As of recently I’ve become OK with being alone. As in single but, maybe not so ready to mingle. Seriously, just spending some time all on my own. To some of you, this might seem like the craziest thing you have read -- besides the amount of assignments you have listed in your planner due by the week’s end. Not having someone hitting you up with those constant lovey dovey texts can be, dare I say it, a relief. The realization that you do not need to be perpetually worrying over someone else’s well-being can be, dare I say it, nice. Extra weight brought on by a relationship can be so taxing, and sometimes, dare I say it, not worth it.
Of course, everyone longs to feel loved and important to someone else, and I am no exception in this category. But let me ask, what’s more rewarding than lovin’ yo’self? Honestly, I cannot say I have ever felt a better feeling than being able to say I am happywith who I am as an individual, and not only as someone’s girlfriend. To be satisfied with love from yourself, God, family, and friends is an amazing accomplishment and totally normal! “Yes, this sounds wonderful!” you are telling yourself, “But how do I do that?”
In my exploration of ridin’ solo thus far, here are some steps I’ve compiled to help get you there too:
- Let go of theideathat you need a man/boyfriend/significant other to be happy. Also, let go of the similar idea that if you don’t have one of the above, you have to be sad and in a continuous state of searching for one. At first it’ll be uncomfortable and take some getting used to, but it’s worth it, I promise. In reality, you do not need someone telling you, “you’re beautiful” to grasp that you are indeed beautiful. Do not allow your self-esteem to disintegrate at the thought of not having someone constantly there to bolster it. C’mon, you’re better than that and you know it.
- Do thingson your own. For real, go to the caf, go shopping, take a walk, workout, go to church, read a book, meditate, listen to music, drink wine or have a beer, watch Netflix. You could even sit in silence. I said things, as in any activity you might regularly do with someone else. This includes friends. No, Deborah is not allowed to join you on your walk, this is about you. How else will you have the time and silence to think about how calming spending time with yourself can be? To start, you may feel lost on what to do with yourself, but as time goes on, you’ll find yourself desperately looking forward to these pastimes you now enjoy independently.
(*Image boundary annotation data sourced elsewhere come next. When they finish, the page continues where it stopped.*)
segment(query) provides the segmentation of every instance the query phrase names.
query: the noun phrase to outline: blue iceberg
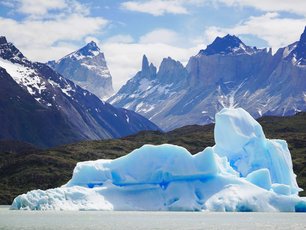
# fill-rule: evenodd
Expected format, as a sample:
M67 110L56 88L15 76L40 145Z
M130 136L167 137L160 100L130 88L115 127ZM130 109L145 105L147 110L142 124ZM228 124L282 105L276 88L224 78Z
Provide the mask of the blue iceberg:
M215 146L191 155L144 145L115 160L80 162L60 188L19 195L11 209L305 211L283 140L241 108L216 114Z

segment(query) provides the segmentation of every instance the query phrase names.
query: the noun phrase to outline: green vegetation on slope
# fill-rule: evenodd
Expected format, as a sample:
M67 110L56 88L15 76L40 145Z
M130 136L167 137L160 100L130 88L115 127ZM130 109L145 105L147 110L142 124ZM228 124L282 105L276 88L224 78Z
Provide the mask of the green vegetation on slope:
M287 140L298 183L306 189L306 113L264 117L259 122L268 138ZM0 204L10 204L14 197L32 189L65 184L79 161L115 159L144 144L171 143L197 153L214 145L213 129L214 125L192 125L168 133L140 132L122 139L84 141L47 150L28 148L22 152L5 149L5 142L0 142Z

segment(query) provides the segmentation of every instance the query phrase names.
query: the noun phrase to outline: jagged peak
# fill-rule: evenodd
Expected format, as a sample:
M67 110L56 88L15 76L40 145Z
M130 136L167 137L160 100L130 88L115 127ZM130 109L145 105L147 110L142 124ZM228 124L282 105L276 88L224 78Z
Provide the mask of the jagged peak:
M151 64L152 64L152 63L151 63ZM142 71L145 71L145 70L147 70L147 69L149 69L149 61L148 61L147 56L144 54L144 55L142 56L141 70L142 70Z
M214 55L214 54L252 54L258 49L256 47L246 46L235 35L227 34L224 37L216 37L216 39L207 46L205 50L201 50L199 54Z
M288 55L298 65L306 65L306 26L300 36L300 40L294 46L291 54Z
M304 28L304 32L301 34L299 42L306 43L306 26Z
M56 63L59 63L66 58L82 60L84 58L92 58L92 57L98 56L99 54L102 54L102 57L104 58L104 54L101 52L97 43L95 43L94 41L91 41L87 43L85 46L83 46L82 48L78 49L77 51L74 51L66 55L65 57L59 59Z
M0 45L6 44L6 43L7 43L6 37L5 36L0 36Z

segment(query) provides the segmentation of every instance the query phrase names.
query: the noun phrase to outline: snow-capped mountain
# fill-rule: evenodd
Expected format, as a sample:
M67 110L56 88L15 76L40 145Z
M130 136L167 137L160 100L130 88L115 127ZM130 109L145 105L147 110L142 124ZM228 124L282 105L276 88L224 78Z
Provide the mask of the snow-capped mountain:
M0 139L54 146L122 137L158 127L114 108L0 37Z
M298 42L272 55L271 49L246 46L236 36L218 37L186 67L170 58L156 74L152 64L150 74L143 66L108 101L165 130L213 122L223 107L239 106L254 117L305 111L305 40L306 29Z
M100 99L106 99L114 93L112 76L104 54L93 41L58 61L47 64Z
- Build yourrelationshipwith God rather than with a partner. The word I’ve been saying you need to avoid (relationship), yes, now you need to work on it. No relationship, no matter how perfect it feels, is ever exempt from effort. Start searching for the bigger picture of your existence. Start finding answers to the ever-critical question concerning the meaning of life. Start expounding your purpose in this life. I realize I cannot assume you are all Christians, or followers of Christ. If you are not, you may consider that it could be a next step you are ready to take in your life. If not, that is cool too; I am just letting you in on what it has taken me to get to this point of serenity in my life.
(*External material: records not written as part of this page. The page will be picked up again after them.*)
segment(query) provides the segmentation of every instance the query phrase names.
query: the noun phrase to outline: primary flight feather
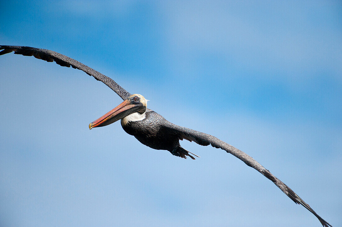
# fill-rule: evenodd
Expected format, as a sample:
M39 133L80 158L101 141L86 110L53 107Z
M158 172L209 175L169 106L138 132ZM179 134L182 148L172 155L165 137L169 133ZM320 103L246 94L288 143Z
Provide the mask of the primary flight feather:
M89 128L102 127L120 120L125 131L134 136L142 143L157 150L166 150L172 155L184 158L199 157L181 147L180 140L193 141L200 145L209 144L221 148L239 158L272 181L294 202L302 204L316 216L325 227L331 226L318 215L286 185L275 176L260 163L244 152L216 137L170 122L162 116L148 109L147 100L143 96L131 94L113 80L72 58L54 51L28 46L0 45L0 55L14 54L34 56L48 62L55 61L66 67L82 70L105 84L123 100L121 104L89 124Z

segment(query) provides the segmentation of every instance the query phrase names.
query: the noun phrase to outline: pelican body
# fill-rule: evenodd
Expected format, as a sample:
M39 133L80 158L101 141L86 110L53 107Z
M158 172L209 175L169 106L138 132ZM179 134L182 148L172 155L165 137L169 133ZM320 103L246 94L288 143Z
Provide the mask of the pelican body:
M220 148L240 159L272 181L294 202L301 204L315 215L324 226L332 226L291 188L252 157L214 136L170 122L158 113L148 109L148 100L143 96L131 94L109 77L75 59L54 51L19 46L0 45L0 50L3 50L0 52L0 55L14 51L17 54L33 56L48 62L55 61L62 66L71 66L82 70L104 83L116 93L123 101L91 123L90 129L105 126L120 120L125 131L134 136L143 144L153 149L168 151L174 155L184 158L188 156L194 159L191 155L199 156L182 147L180 145L180 140L185 139L190 142L193 141L200 145L210 144L216 148Z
- Twin-size beds are not exactly idealfor cuddling. My experiences have proven this to be very true on many different accounts. No one likes a snorer, a bed hog or a restless sleeper. Plus, who doesn’t love their space?
- Last, but certainly not least: take the time to learn about yourself and reflecton this life. It is a crazy one, we all are aware of that fact; but don’t be quick to forget it is our only one. Especially this point in our lives, where everything is being turned upside down and inside out. We will never be here again. It can genuinely feel like it is too much at times, while at the same time feeling like the most remarkable time too. Hardships bring out people’s true character, not omitting your own. During the time you spend by yourself, truly think about the path you are taking in life. It can be scary, but now is the time to change it if need be. If you find that you are confident in where life is taking you, carry on. Either way, learn something about yourself and cherish this time.
If you are currently happy in a relationship, don’t go breaking up with your significant other the second you click out of this link. That is not at all what I am asking you to do. But even during a solid relationship a person needs their space. It is still a possibility to take a couple hours a week to spend solo (this includes putting down the cell phones, laptops, iPods, etc.), regardless of your status. Doing this has even been proven to decrease chances of depression and enhance your other relationships. There is a fine line between being lonely, and being alone.
If you are single now, I am also not saying you should stay that way forever, if that’s not what you want. But you need to love yourself before anyone else can. Being uncomfortable in your own skin will only lead to undesired stresses in any relationship you become a part of. Because relationships end (usually), and if you are not already in the state to be OK on your own, it will make it that much harder for you.
Some people may not be ready to be on their own, but I challenge you, to challenge yourself, if this is something you can do. Deep down I hope this helps you to really be OK with being alone sometimes. That it also makes you realize you are an adequate comrade in and of yourself. I think Lynyrd Skynyrd said it best in their song, “Simple Man”.
“You’ll find a (wo)man and you’ll find love,
And don’t forget there is someone up above.
Be a simple kind of (wo)man
And be something you love and understand.
All that you need is in your soul,
All I want for you is to be satisfied.”